Until Hastings’ counsel and former Solicitor General Greg Garre stepped up to the lectern, Chief Justice Roberts had only served as the greeter to the party. But all that time, he had just been waiting to give J.P. his birthday present: a merciless assault on Garre.
It’s not that Justice Stevens enjoys such violence—he’s said to be a fan on tennis, baseball, and swimming, not UFC—but such is the court’s peculiarity that the best gift the oldest member can hope for is his youthful superior’s ceding control of a case in which Kennedy has indicated a left turn, or at least faith that the parties can “just work out” their differences.
By the time the party approached its conclusion, the justices stood in their usual spots: Stevens, Ginsburg, Breyer, and Sotomayor on one side; Roberts, Scalia, Alito on the other; Kennedy pacing between them; and Thomas chilling outside by the pool. But rather than let John Paul’s party end awkwardly, the justices pitched in to turn this souring get-together into an all-out rager.
Justice Alito called up his Muslim and Orthodox Jewish friends, who walked in and divided themselves by gender. Breyer had his celibate homosexual Christian friend invite the chess club, a bunch of Turkish speakers, and even more Jews, this time from the conservative and reform denominations. Justice Sotomayor texted La Raza and those radicals from the National Lawyers Guild.

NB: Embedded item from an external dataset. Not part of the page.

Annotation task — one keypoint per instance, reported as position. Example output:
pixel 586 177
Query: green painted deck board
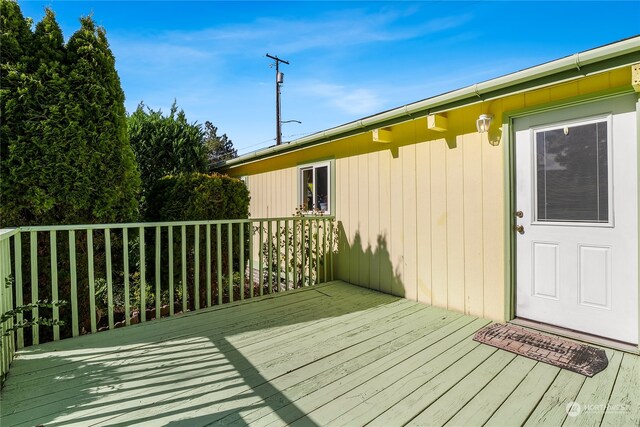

Stevens looked around and saw gathered at his party all of these groups—formed by shared ethnicities, religions, races, genders, and sexual orientations—and wondered if this whole disagreement is worth having under his roof. In his characteristic humility, he requested permission from his own guests whether he may “ask one question”: Did the court really “have to pass on the constitutionality of the all-comers policy?”
Both Garre and McConnell insisted that the court must. That might not have been the answer Justice Stevens hoped for, but it’s the one he must follow. Today may have been his party, but as long as he’s wearing the black robe, he still must perform as his guests demand.
Whatever pangs of restraint Justice Stevens felt at the end of this morning’s oral argument in Christian Legal Society v. Martinez, the Old Man of the court can at least satisfy himself that his most powerful colleagues today presented him with the opportunity to take one last crack at what he’s come to do best: cajoling Justice Kennedy into a controlling liberal coalition.
Updated April 21 to correctly state that McConnell is a former 10th Circuit judge.